12. The method according to claim 11, wherein additional dye layers are formed by one or more times conducting:

after removing the polymer material, reforming a polymer material in the second dye layer, desorbing the second dye, reabsorbing an additional dye having a wavelength different from those of the first and second dyes, and removing the polymer material; or

after reabsorbing the second dye, desorbing the second dye, reabsorbing the additional dye having the wavelength different from those of the first and second dyes, and removing the polymer material.

13. The method according to claim 11, wherein the polymer material is formed by dispersing an oligomer material in the oxide particle layer, and forming the polymer material in the particle layer by polymerization.

14. The method according to claim 11, wherein the blocking layer is formed by spin coating metal oxide precursor or metal oxide nanoparticle solution on a transparent conductive substrate, and the metal oxide nanoparticle layer is formed by applying metal oxide paste on the blocking layer and heating.

15. The method according to claim 14, wherein the heating is conducted at a temperature of from 400 to 550° C. for 10 to 120 minutes.

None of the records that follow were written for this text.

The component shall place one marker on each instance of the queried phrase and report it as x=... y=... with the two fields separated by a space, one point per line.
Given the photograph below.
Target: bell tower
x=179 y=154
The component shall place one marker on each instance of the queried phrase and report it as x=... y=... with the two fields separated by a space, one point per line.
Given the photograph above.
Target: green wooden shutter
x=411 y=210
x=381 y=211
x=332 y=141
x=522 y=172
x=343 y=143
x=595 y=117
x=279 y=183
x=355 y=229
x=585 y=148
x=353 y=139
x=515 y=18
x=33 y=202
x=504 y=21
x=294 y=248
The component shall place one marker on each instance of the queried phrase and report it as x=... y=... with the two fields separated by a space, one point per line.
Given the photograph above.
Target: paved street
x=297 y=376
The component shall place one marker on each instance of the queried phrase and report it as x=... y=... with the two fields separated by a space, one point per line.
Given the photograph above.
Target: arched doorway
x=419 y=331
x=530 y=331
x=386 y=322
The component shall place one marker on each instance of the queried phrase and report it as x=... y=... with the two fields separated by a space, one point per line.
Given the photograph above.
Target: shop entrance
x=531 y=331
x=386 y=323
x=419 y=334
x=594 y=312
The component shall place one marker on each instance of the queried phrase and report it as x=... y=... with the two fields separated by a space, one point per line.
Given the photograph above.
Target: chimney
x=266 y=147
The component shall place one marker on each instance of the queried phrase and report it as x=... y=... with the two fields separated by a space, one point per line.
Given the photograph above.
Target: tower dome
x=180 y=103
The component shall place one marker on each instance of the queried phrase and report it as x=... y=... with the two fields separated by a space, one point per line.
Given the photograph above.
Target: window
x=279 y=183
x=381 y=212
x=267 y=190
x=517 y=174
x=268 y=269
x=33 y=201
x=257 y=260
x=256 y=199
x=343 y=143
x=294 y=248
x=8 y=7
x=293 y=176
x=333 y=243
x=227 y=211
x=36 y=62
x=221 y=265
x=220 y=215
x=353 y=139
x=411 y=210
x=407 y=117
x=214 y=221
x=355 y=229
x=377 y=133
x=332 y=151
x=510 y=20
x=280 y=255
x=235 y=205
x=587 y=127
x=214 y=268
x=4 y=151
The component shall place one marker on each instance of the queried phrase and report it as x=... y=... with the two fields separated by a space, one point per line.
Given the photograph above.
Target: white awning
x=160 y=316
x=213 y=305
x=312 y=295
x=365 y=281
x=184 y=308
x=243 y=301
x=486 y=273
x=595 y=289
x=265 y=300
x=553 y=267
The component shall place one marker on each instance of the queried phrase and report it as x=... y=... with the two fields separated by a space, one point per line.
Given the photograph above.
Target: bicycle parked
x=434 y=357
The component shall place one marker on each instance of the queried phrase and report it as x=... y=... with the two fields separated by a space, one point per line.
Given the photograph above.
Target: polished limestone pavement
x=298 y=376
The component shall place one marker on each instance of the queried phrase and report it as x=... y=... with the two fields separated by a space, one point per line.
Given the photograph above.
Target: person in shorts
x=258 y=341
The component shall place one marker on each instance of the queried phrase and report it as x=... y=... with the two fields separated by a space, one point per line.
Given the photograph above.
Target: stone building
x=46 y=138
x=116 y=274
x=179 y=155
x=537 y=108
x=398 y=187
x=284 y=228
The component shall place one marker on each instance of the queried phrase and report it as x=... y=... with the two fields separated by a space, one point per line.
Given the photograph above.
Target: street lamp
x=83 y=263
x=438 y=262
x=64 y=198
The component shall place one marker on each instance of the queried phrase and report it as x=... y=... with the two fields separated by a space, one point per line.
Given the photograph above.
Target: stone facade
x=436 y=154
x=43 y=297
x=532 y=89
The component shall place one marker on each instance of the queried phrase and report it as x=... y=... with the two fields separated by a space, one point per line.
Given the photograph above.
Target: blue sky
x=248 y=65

16. The method according to claim 11, wherein the method further comprises:

applying a nanoparticle paste on the platinum (Pt) layer of the counter electrode and heating it to form a metal oxide nanoparticle layer;

absorbing the first dye into the metal oxide nanoparticle layer;

forming the polymer material in the metal oxide nanoparticle layer to which the first dye is absorbed;

reabsorbing the second dye on the desorbed part; and

removing the polymer material after absorption of the second dye to prepare a counter electrode comprising at least two kinds of dye layers having different wavelengths.

17. The method according to claim 16, wherein additional dye layers are formed by one or more times conducting:

18. The method according to claim 16, wherein the heating is conducted at a temperature of from 400 to 550° C. for 10 to 120 minutes.

19. The method according to claim 16, wherein the polymer material is formed by dispersing an oligomer material in the oxide particle layer, and forming the polymer material in the particle layer by polymerization.